Early Births Fade to Grey
The Australian, January 3, 2007
Australians have a reputation for being direct and open, and for refusing to shy away from calling a spade a spade. Now healthcare professionals and community representatives in NSW and the ACT have shown that they are willing to use the same direct approach in one of the most sensitive areas of medical decision-making: when to treat, or not treat, an extremely premature newborn.
That question has been with us ever since medical technology began pushing back the limits of viability from the traditional 28 weeks of gestation to something closer to 23 weeks today.
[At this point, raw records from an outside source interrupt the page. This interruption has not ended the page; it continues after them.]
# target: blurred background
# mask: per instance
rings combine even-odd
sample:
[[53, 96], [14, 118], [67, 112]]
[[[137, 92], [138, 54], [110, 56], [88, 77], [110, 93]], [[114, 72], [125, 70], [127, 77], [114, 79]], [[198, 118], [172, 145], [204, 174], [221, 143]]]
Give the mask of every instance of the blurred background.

It requires ethical reflection about when a human life is worth trying to save and what role the risk of serious disability should play in that decision.
In an article in last November's issue of The Medical Journal of Australia, Kei Lui, director of the department for newborn care at Sydney's Royal Hospital for Women, and colleagues at several other hospitals reported on the outcome of a workshop of 112 professionals from each of the 10 units offering the highest level of intensive care to newborns in NSW and the ACT. Significantly, the workshop was able to reach a consensus statement on some principles regarding medical decision-making for premature infants.
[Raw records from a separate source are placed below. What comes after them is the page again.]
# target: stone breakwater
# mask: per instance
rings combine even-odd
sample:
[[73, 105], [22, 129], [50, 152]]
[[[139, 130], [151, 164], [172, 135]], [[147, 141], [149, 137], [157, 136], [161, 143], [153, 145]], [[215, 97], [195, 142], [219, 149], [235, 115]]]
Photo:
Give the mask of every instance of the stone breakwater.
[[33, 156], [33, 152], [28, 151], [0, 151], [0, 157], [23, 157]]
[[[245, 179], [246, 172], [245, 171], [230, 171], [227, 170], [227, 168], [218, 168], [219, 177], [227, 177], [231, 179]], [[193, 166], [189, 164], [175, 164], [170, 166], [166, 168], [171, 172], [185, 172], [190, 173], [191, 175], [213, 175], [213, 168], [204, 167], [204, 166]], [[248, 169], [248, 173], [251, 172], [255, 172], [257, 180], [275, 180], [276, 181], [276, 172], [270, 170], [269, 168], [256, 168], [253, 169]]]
The workshop included not merely medical specialists in the relevant disciplines, such as obstetrics and intensive care for newborns, but also midwives, neonatal nurses and parent and community advocates. Before considering any proposals, the participants were given the results of a study of the outcome of births of babies at less than 26 weeks' gestation in NSW and the ACT between 1998 and 2000.
The study showed that no babies in this group survived without admission to a neontal intensive-care unit, and no babies born at less than 23 weeks survived. Between 23 and 25 weeks, the percentage surviving improved from 29 per cent to 65 per cent.
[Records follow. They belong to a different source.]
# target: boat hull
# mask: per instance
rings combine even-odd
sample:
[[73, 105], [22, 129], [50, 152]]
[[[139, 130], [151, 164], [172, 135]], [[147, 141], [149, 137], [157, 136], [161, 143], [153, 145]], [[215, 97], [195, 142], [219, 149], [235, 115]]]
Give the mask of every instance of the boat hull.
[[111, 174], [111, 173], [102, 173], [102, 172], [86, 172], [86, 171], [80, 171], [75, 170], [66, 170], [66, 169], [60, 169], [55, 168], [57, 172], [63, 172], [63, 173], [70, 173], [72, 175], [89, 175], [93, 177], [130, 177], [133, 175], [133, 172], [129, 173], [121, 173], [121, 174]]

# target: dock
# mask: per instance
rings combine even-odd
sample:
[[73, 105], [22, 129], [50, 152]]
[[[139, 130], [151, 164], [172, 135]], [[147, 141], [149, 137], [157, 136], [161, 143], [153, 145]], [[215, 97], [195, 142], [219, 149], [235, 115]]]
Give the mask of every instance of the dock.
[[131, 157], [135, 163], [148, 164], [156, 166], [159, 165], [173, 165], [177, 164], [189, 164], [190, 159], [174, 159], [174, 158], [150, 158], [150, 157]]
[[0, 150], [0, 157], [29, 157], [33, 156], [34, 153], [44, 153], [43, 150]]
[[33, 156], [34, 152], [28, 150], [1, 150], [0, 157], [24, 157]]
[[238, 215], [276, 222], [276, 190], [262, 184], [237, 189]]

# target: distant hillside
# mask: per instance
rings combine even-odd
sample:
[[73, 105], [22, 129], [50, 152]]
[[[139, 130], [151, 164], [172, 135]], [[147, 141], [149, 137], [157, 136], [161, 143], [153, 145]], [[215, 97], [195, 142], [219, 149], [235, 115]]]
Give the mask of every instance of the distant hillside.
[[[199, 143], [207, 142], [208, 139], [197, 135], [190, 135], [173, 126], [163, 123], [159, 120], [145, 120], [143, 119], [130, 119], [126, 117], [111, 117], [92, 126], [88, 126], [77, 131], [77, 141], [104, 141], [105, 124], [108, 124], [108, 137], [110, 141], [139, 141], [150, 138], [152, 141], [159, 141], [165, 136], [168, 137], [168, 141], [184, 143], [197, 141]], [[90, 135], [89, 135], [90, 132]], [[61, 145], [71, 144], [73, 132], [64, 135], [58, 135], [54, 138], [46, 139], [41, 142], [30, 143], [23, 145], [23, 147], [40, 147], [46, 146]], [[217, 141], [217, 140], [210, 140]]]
The survivors were followed up and examined when they were between two and three years old. Among those born at 23 weeks, two-thirds had some form of functional disability, and in one-third of all assessed survivors at this gestational age the disability was rated as severe. That meant either a severe developmental delay, or blindness, or that, because of cerebral palsy, the children were unable to walk even with the assistance of aids.
On the other hand, of those born at 25 weeks, only one-third had any form of functional disability and only 13 per cent had a severe disability.
Clearly, two additional weeks inside the mother's womb makes a huge difference to the child's chances of survival without disability.
In these circumstances, what should doctors - and society - do? Should we just draw a line, say at 24 weeks, and say that no child born prior to that cut-off should be treated? That policy would certainly avoid much agonising and save the community the considerable expense of medical treatment that is likely to prove futile, as well as the need to support severely disabled children who do survive.
But it would also be harsh on couples who may have had difficulty in conceiving and for whom the premature infant represents perhaps their last chance of having a child. If the parents understand the situation and are ready to welcome a severely disabled child into their family and give that child all the love and care they can, should a comparatively wealthy society like ours simply say, "No, your child was born on the wrong side of the cut-off line"?
Wisely, instead of trying to set a cut-off line, the workshop instead defined a grey zone within which treatment might or might not be given, depending on the wishes of the parents.
If the parents of an infant born at 23 weeks did not want their baby treated, every participant would accept that request, and there was consensus that, although the possibility of active treatment could be discussed, it would be discouraged in NSW and ACT hospitals.
Even at 25 weeks, 72 per cent of the participants would not initiate treatment if the parents did not want it, but by 26 weeks, the consensus was that the infant should be treated, except in unusual circumstances.
These consensus statements show that Australian doctors are among the leaders in openly acknowledging that limits to treatment are desirable.
In the US, for example, it is more difficult to challenge the prevailing rhetoric that every human life is of infinite value. Instead, parents are likelier to be told that treatment is futile and nothing can be done.
In fact, very often in these cases active treatment would prolong life, but with a high probability of severe disability. So something can be done, and to say that treatment is futile is to make the ethical judgment that life with such a high level of disability is either not worth living or not worth the effort required by the parents and the community to make it possible for the child to live.
One of the worst aspects of hiding such ethical judgments behind what appear to be medical statements about the futility of treatment is that parents are not given the chance to participate in the decision about their child.
That may relieve them of the heavy burden of responsibility, but it also denies them the opportunity to say whether or not they could love and welcome into their home a child with a severe disability. That is why the right course is the one taken by doctors in NSW and the ACT.
Sometimes, doctors should hold back their life-saving powers. In making life-and-death decisions for premature infants born in the grey zone between 23 and 26 weeks, parents' views about the minimum quality of life they consider acceptable for their child should play a significant role in the decision to offer, or continue, life-prolonging treatment.